Das visitas técnicas em que participou, Pedro Félix disse que o estado de conservação dos bens fonográficos “é mais do que razoável”. “Aquilo que ouvimos, os bens que eu vi, estão todos em ótimo estado”, disse.

Quando foi aberto o processo, o Ministério da Cultura justificava que a classificação ajudaria a “consolidar informação relativa à obra gravada, publicada ou não, do artista”.

Sobre a decisão de classificar a obra, Pedro Félix lembrou que, no espírito da lei, não é “uma espécie de celebração”.
“Isto não é um Prémio Nobel. Ou seja, o facto de classificar um bem não é dizer que ele é mais ou menos importante. Classificar um bem é dizer: Nós, cidadãos portugueses, estamos comprometidos em todas as ações necessárias para inverter o risco ou a ameaça que recai sobre o bem”, disse.

Já com o processo em curso, a família de José Afonso anunciou, em abril de 2021, a reedição gradual, incluindo em digital, dos 11 álbuns do ‘cantautor’ lançados originalmente entre 1968 e 1981 e que estavam há vários anos indisponíveis no mercado.

O plano editorial foi concluído em outubro, com a edição de álbum “Fados de Coimbra e Outras Canções”.
Estando a obra disponível, Pedro Félix disse que “provavelmente, entretanto, ter-se-á esgotado, eventualmente, a urgência ou a perceção, de que, de facto, o bem não estaria acessível. E, entretanto, por acaso, foi estando acessível, foi sendo tornado acessível”.

Sobre a hipótese de este processo caducar, porque há prazos estipulados na lei, a DGPC explica que “não se coloca a caducidade do processo pois não foi denunciada a mora” ou atraso.

Enquanto decorre este processo de classificação, em novembro passado, a Câmara Municipal de Grândola e a Direção Regional de Cultura do Alentejo anunciaram a proposta de classificação de dois bens que incluem a música “Grândola Vila Morena”, de José Afonso, como Património Fonográfico Nacional.

Um deles é a gravação original da senha da revolução de 25 de Abril de 1974 transmitida no programa “Limite”, da Rádio Renascença, na noite da revolução, em 1974, que inclui a canção de José Afonso.

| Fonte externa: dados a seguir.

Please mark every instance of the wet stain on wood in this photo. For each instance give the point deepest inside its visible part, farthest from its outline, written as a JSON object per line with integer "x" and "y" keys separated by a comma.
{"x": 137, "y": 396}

O outro é a interpretação daquela música no I Encontro da Canção Portuguesa, realizado no dia 29 de março de 1974, no Coliseu dos Recreios, em Lisboa.

“Queremos transformar [estes registos] em património nacional, dada a importância que eles têm e porque um dia corríamos o risco de se perderem”, justificou em novembro o presidente da câmara de Grândola, António Figueira Mendes, à agência Lusa.